On Friday, November 28, San Antonio protesters will reconvene at the Bexar County Courthouse for a rally and march held in solidarity for Ferguson, MO
. Organized by a group of citizens that bill themselves as SATX4Ferguson
, the protest is meant to highlight the excessive use of force by law enforcement and Monday's grand jury decision to not indict Ferguson Police Office Darren Wilson in the shooting death of Michael Brown.
[Related: 28 Powerful Photos from the Ferguson Rally at Bexar County Courthouse]

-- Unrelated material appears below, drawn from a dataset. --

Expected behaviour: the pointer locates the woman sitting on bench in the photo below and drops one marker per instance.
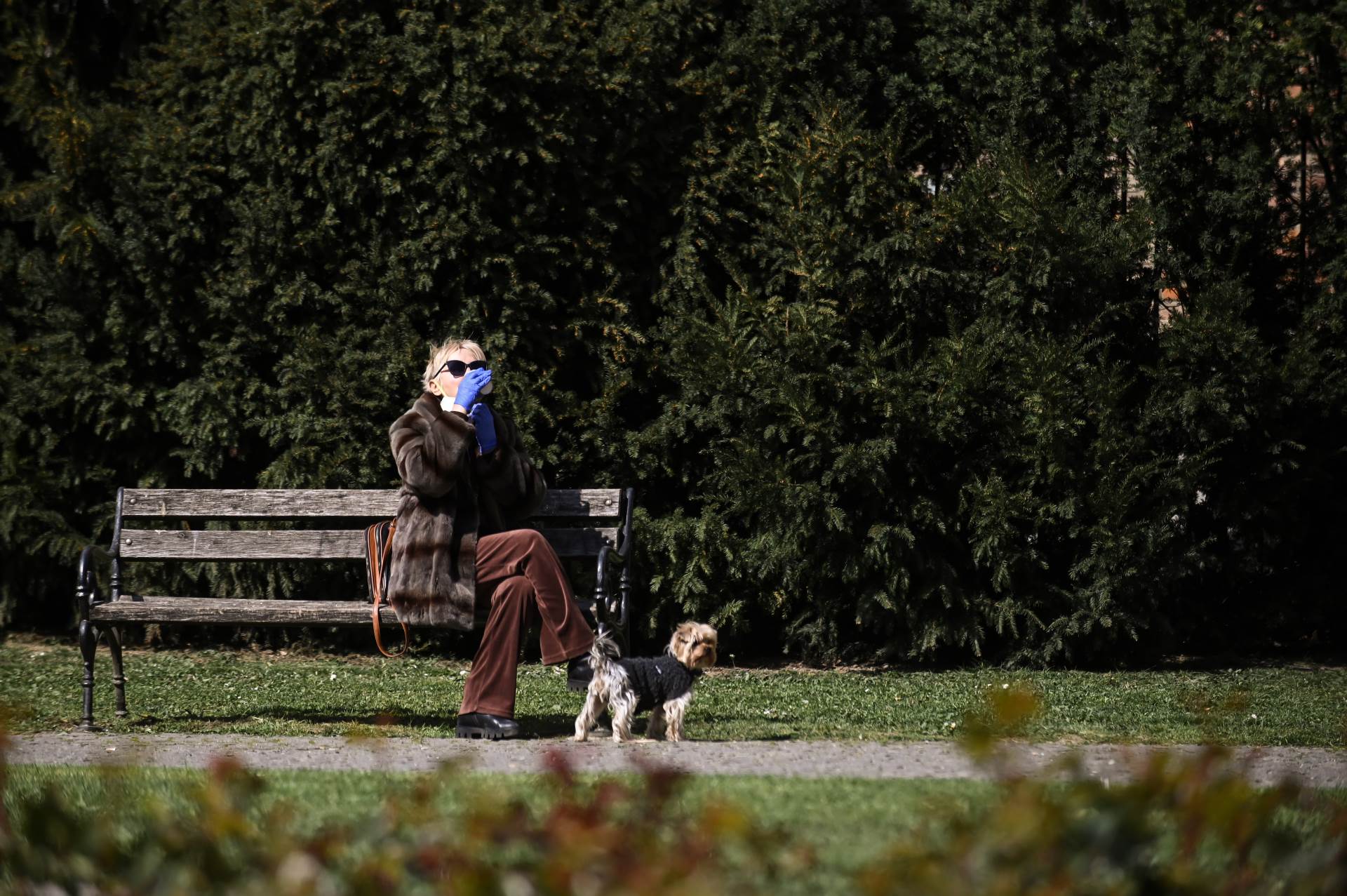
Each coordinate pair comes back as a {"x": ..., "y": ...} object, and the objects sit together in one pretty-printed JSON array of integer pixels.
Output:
[{"x": 467, "y": 477}]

On Tuesday, dozens of San Antonians gathered at the courthouse in Main Plaza for a peaceful demonstration, one day after Ferguson erupted in violence and protest over the grand jury decision. Friday's rally will occur downtown between 4 p.m. and 7 p.m. and will coincide with the annual tree lighting at the Alamo and the River Walk lighting and parade. The march will begin at the Bexar County Courthouse (100 Dolorosa) and make its way through downtown until it reaches the U.S. District Clerk's office, located at 655 E Cesar Chavez. You can find details and RSVP here
While the Michael Brown shooting has dominated the national conversation about race relations in the United States and the use of force by law enforcement, many who attended Tuesday's rally highlighted police action taken by law enforcement in Bexar County. Just this week, a federal judge made a pre-trial ruling
to send the Robert Cameron Redus wrongful death suit back to state court where it was originally filed by his family. Redus was shot five times by a University of Incarnate Word police officer in an off-campus incident at the Tree House Apartments in Alamo Heights last December. Redus' family maintains UIW failed to properly train Christopher Carter, the office involved in the incident, on the proper use of force.
UIW continues to stand by Carter's actions. The officer maintains that he feared for his life during a confrontation that began as a routine traffic stop. There are multiple witness accounts that piece together what happened prior to Redus' death, but none that provide a full account of the incident. A ruling on whether to publicly release audio and video of the confrontation and shooting has yet to be made. Earlier this month, UIW asked a federal judge to prohibit public access to the recordings, which the Alamo Heights Police Department initially declined to release citing the on-going investigation. The judged deferred the decision, until it could be made by the state court that will ultimately hear the case.
On November 20, the San Antonio Express-News
Editorial Board published an op-ed
calling for the release of both the audio and video.